Joseph Daniels A E , Lindsey De Vos B , Winta Mogos C , Dawie Olivier B , Simukai Shamu B , Maanda Mudau B , Jeffrey Klausner D and Andrew Medina-Marino B
+ Author Affiliations
- Author Affiliations

A Charles Drew University, 1731 E. 120th Street, Los Angeles, CA 90059, USA.

B Foundation for Professional Development, 173 Mary Road, Die Wilgers, Pretoria, 0184, South Africa.

C Program in Public Health, 653 E. Peltason Drive, University of California Irvine, Irvine, CA 92617, USA.

D UCLA CARE Center, 1399 S. Roxbury Drive, Suite 100, Los Angeles, CA 90035, USA.

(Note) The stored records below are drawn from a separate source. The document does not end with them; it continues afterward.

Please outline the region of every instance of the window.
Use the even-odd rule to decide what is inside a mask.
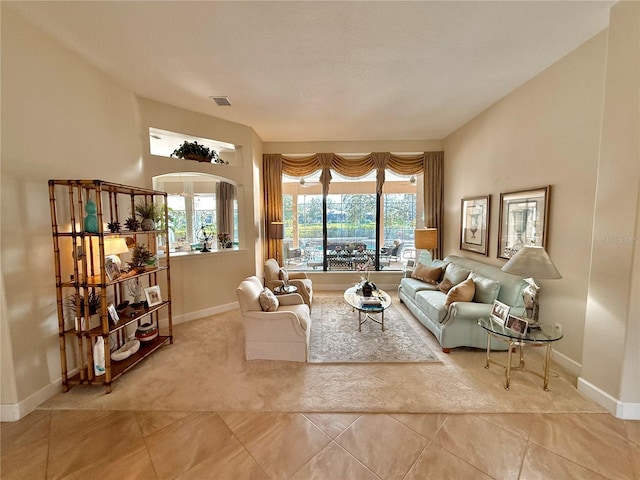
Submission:
[[[209,250],[221,248],[218,233],[227,233],[238,247],[236,187],[227,179],[181,172],[155,177],[153,184],[168,193],[171,252],[201,251],[205,241]]]
[[[170,157],[173,151],[182,145],[185,140],[189,142],[197,141],[199,144],[215,150],[220,155],[220,158],[228,162],[229,165],[242,163],[242,147],[239,145],[153,127],[149,128],[149,153],[160,157]]]
[[[353,179],[332,171],[324,203],[319,175],[283,176],[287,267],[357,270],[366,263],[378,270],[402,269],[414,255],[415,177],[386,171],[378,206],[375,172]]]

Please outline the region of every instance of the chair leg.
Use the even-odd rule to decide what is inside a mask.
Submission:
[[[442,351],[443,351],[444,353],[449,353],[449,352],[451,351],[451,349],[450,349],[450,348],[442,347]]]

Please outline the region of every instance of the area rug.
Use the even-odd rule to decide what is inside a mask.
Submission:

E Corresponding author. Email: josephdaniels@cdrewu.edu

Sexual Health 16(3) 274-281 https://doi.org/10.1071/SH18177
Submitted: 11 October 2018  Accepted: 19 February 2019   Published: 10 May 2019

Abstract

Background: Sexually transmissible infections (STI) may increase the risk of mother-to-child transmission (MTCT) of HIV. However, diagnostic testing and targeted treatment of STI (STI-TT) during pregnancy is not standard care in South Africa. Methods: A qualitative study was nested in a STI-TT intervention to investigate motivating and enabling factors associated with STI test results disclosure to sexual partners. A semi-structured interview protocol covered partner communication, HIV and STI disclosure, financial security and relationships dynamics. Interviews were conducted in participants’ preferred language, audio-recorded, transcribed into English and analysed using a constant comparison approach. The study was conducted in two townships in Pretoria, South Africa. Results: Twenty-eight HIV-positive pregnant women were interviewed. Based on the interviews, two disclosure experiences for women were identified – those with vulnerable experiences and those with self-enabling experiences within their partnerships. Vulnerable women discussed intimate partner violence (IPV) and fear of relationship dissolution as factors influencing their test result disclosure. Self-enabled women discussed their ability to talk with their partners about STI and HIV infections and the influence of multiple concurrent partnerships in the acquisition of HIV/STIs. Both groups of women were concerned about men’s health behaviours, and all cited the health and development of their unborn child as a key motivator for test result disclosure. Conclusions: Improved counselling and support for pregnant women to disclose their STI test results to their partners may improve the impact of STI diagnostic testing during pregnancy by improving partner treatment uptake and thus reducing the risk of re-infection.

Additional keywords: STI disclosure, HIV, pregnancy, antenatal care, diagnostic screening of STIs.